Don't forget; you can generate well over 2000psi with the brake pedal and booster.

If that doesn't clear a blockage; compressed air certainly wont.

Yeah but blowing the opposite way through the line might.

I'd suggest that if you have narrowed it down to one caliper then take it off and start from there. Maybe connect it to the other side and see if you can get it to work with the brake line on that side. That will completely rule out caliper. then you can mess around with the brake line.

It will mean starting from scratch pretty much but re-bleeding brakes is not such a big deal compared to the trouble you have had so far lol

It's pretty safe to say that it's going to be the line. He's already stated a few times that he tried bleeding the system on the dodgy side with the caliper off and it wasn't pumping much fluid out.

I'd start by looking for any kinks in the metal line. I've driven a car with a kinked brake line and you could turn corners by taking your hands of the steering wheel and just jumping on the brakes, lol.

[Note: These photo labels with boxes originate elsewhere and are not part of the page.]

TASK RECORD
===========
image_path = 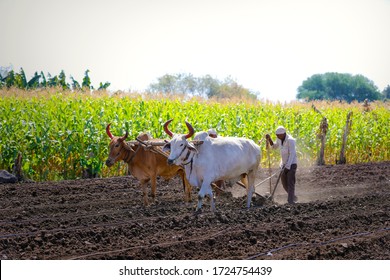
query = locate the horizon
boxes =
[0,0,390,102]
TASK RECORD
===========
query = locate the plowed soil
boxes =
[0,162,390,260]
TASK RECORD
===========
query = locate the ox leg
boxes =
[150,176,157,203]
[141,179,149,206]
[246,171,256,208]
[178,170,192,202]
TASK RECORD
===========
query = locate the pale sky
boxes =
[0,0,390,101]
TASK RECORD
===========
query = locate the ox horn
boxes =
[106,123,114,139]
[118,131,129,142]
[185,121,195,139]
[164,119,173,137]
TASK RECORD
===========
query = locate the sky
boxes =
[0,0,390,101]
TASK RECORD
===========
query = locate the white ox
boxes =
[163,120,261,211]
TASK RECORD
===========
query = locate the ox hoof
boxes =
[194,208,203,216]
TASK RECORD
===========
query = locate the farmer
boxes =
[265,126,297,204]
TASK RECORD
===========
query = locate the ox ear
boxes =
[191,140,204,146]
[162,142,171,152]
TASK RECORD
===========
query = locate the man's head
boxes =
[275,126,286,140]
[207,128,217,138]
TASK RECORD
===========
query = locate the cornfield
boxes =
[0,89,390,181]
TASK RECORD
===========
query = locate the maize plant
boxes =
[0,88,390,180]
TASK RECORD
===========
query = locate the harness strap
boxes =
[124,145,141,163]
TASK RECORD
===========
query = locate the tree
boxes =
[382,85,390,99]
[148,73,257,99]
[297,73,381,102]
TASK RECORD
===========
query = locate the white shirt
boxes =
[272,134,298,169]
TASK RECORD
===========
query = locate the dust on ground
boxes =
[0,162,390,260]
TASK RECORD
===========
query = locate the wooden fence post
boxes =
[311,104,328,165]
[336,111,352,164]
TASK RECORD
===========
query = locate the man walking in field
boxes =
[265,126,297,204]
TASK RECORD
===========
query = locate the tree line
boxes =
[147,73,259,100]
[0,64,390,102]
[297,72,390,102]
[0,67,110,90]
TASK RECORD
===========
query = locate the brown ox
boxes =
[106,124,191,205]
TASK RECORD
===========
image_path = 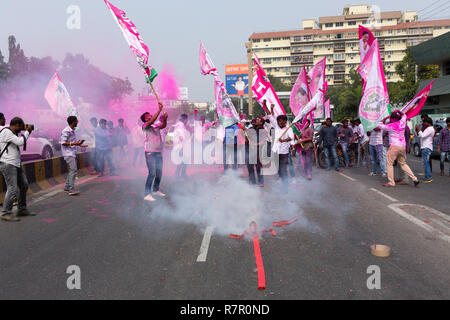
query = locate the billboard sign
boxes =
[225,64,248,96]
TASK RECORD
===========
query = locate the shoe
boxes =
[2,214,20,222]
[17,209,36,217]
[144,194,156,201]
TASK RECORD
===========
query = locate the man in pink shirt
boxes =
[141,103,167,201]
[377,110,419,187]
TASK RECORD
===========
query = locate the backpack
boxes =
[0,127,18,159]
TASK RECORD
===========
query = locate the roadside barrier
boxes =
[0,152,92,203]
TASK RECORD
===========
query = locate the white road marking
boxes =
[197,227,214,262]
[388,203,450,243]
[370,188,398,202]
[338,172,356,181]
[30,176,97,205]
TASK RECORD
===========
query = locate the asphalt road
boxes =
[0,158,450,300]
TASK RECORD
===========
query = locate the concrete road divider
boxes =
[0,152,92,203]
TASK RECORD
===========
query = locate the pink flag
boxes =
[104,0,158,81]
[199,42,239,128]
[289,66,309,116]
[358,40,390,131]
[324,99,331,119]
[308,57,327,97]
[292,81,328,123]
[252,54,286,116]
[359,25,375,62]
[401,80,435,119]
[44,72,78,118]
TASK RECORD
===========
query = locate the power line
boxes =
[418,0,441,12]
[423,1,450,19]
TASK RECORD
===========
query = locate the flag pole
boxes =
[280,122,295,139]
[149,81,166,113]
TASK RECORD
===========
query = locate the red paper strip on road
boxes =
[272,218,298,227]
[253,235,266,290]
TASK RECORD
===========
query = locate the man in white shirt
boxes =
[416,117,435,183]
[268,105,296,192]
[0,117,35,221]
[61,116,86,196]
[0,112,6,130]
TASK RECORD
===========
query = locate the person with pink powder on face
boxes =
[377,110,419,187]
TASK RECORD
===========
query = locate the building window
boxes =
[334,53,345,61]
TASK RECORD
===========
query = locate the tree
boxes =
[0,51,9,82]
[8,36,28,77]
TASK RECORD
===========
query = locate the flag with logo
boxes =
[44,72,78,118]
[292,81,328,123]
[359,25,375,62]
[252,54,286,117]
[308,57,327,97]
[358,39,390,132]
[199,43,239,128]
[401,80,435,119]
[104,0,158,82]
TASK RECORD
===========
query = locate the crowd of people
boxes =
[0,103,450,221]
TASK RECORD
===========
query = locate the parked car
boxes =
[21,132,59,161]
[411,122,447,157]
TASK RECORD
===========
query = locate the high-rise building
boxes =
[246,5,450,85]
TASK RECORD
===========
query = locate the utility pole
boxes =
[245,42,253,118]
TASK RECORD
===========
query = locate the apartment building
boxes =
[247,5,450,85]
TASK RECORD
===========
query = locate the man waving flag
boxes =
[358,40,391,132]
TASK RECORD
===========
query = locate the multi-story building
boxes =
[246,5,450,85]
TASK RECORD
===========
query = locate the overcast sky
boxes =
[0,0,444,101]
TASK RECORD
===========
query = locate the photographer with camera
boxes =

Trying to blow some air back up the line may help if there is a blockage at the start of the line. If there is though, you'd want to then blow out the other line too so it doesn't get blocked. Do the fronts have one line out of the master cylinder that then splits, or is it 2 straight out of the master? Cause if it's 2 then the blockage may be in the master still.

I had already removed the rubber line from the caliper and found that I had the same problem at the line so I took that to mean the problem was the line not the caliper.

Anyway I got stuck into it again today and strangely enough, the front left (the problem one) bled fine first go through the nipple. That worries me a bit, because really only clean fluid and air came out so I'm not sure if I've cleared a blockage or just dislodged it to somewhere else lol. After that I bled the front right again no problems, then bled the master and got a little air through that but it came good after a few pumps.

I then went to the back left to start the whole process again and the back left went fine no air came out. The back right keeps giving me fluid and then air for some reason, even after we did it more than 20 times or so. Anyway it got dark so I'll have another crack at that one tomorrow and hopefully it gets there eventually.

  • Like 1

Also someone suggested earlier to try this with the engine running so should I be doing that? The reason I havent tried that already is because the battery is dead and it's a bit of pain to jumpstart it where it's currently parked - I'd probably have to put it back on the ground and roll it back or maybe get a second set of jumper leads to extend the length. Having said that if having the car running will have a significant impact then I'll do it.

Appreciate all the help guys I'm determined to have brakes!

Well I'm stumped again. The problem on the front left seems to have resolved itself but now I keep getting air through the rear right. I put almost a whole bottle of fluid through the resi and still get big bubbles.

This is really starting to get me down :|

Edited by mistermeena

I thought I responded to this yesterday? Must've hit the back button instead of submit

The air coming out of your caliper is most likely air from the rubber drain hose you're using. Is the fluid draining out of the hose and getting displaced by air (not the brake hose, but drain hose you're using to drain the excess fluid into a container). I assume you're attaching a drain hose to the nipple and running the spent fluid into a jar / bottle of some sort. if you remove the hose from the nipple between bleeds, the fluid drains out and it fills with air (if it's a small diameter hose, and you don't disconnect from the nipple, then the fluid stays in the hose due to "suction"). I got caught this way on a Datto 1600 many moons ago.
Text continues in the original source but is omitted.